Compress lets us form a shorter vector from selected elements of an input vector. Expand lets us fill a longer vector with the elements of an input vector.
Take selects the first few elements of a vector, or the last few with a negative first argument. Drop instead omits the first few, or the last few, elements of a vector.
Compress and expand can also act on a selected dimension of a matrix.
This will be illustrated below for the compress operator.
A three-dimensional array with 24 elements is created by the first statement shown, and placed in W. Then, we print W, so that it is possible to clearly see what is happening here.
Using the compress operator in its normal form, compression takes place along the last dimension of the array. Therefore, the compression vector has to have four elements.
If it is desired to perform compression along the second dimension, this is specified explicitly by using 2 as a subscript to the operator. In that case, the compression vector has three elements.

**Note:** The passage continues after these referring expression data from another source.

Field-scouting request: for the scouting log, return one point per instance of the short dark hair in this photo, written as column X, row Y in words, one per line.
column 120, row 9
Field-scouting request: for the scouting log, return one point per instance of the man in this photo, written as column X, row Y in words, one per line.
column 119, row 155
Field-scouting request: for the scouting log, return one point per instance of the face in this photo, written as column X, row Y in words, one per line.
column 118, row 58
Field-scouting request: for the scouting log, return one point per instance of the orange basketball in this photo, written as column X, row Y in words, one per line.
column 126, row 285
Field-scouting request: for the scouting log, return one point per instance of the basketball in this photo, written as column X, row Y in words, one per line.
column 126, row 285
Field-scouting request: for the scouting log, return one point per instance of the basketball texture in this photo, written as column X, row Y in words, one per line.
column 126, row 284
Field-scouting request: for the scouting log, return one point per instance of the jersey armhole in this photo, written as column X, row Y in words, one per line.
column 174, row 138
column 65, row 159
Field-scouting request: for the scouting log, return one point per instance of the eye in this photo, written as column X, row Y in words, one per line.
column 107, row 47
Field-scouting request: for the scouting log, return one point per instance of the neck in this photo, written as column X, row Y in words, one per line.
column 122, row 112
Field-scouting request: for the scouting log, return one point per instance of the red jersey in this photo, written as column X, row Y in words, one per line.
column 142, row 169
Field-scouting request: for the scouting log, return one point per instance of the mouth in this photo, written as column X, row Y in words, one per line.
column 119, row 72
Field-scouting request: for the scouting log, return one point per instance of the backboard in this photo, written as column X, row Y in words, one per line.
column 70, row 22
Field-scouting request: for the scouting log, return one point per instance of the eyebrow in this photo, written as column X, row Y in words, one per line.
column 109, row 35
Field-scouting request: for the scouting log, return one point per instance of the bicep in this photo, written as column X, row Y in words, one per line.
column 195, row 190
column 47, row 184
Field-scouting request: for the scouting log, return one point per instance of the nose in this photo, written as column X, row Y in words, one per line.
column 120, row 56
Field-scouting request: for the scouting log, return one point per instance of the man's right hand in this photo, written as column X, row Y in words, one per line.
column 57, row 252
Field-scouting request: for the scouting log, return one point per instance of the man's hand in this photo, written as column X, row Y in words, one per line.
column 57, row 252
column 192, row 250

Finally, a special form of the operator, with the minus sign as an overstrike, indicates compression takes place along the first dimension of the array. For the array W, the compression vector then has two elements.
The unary reverse operator, and the dyadic rotate operator, which we have not yet met, also have the ability to apply along a selected dimension.
Here, we see outer product.
This allows an operator to be modified so that it can act on a pair of vectors and form a table, as illustrated at the left. It can also act on arguments other than vectors, producing multi-dimensional results.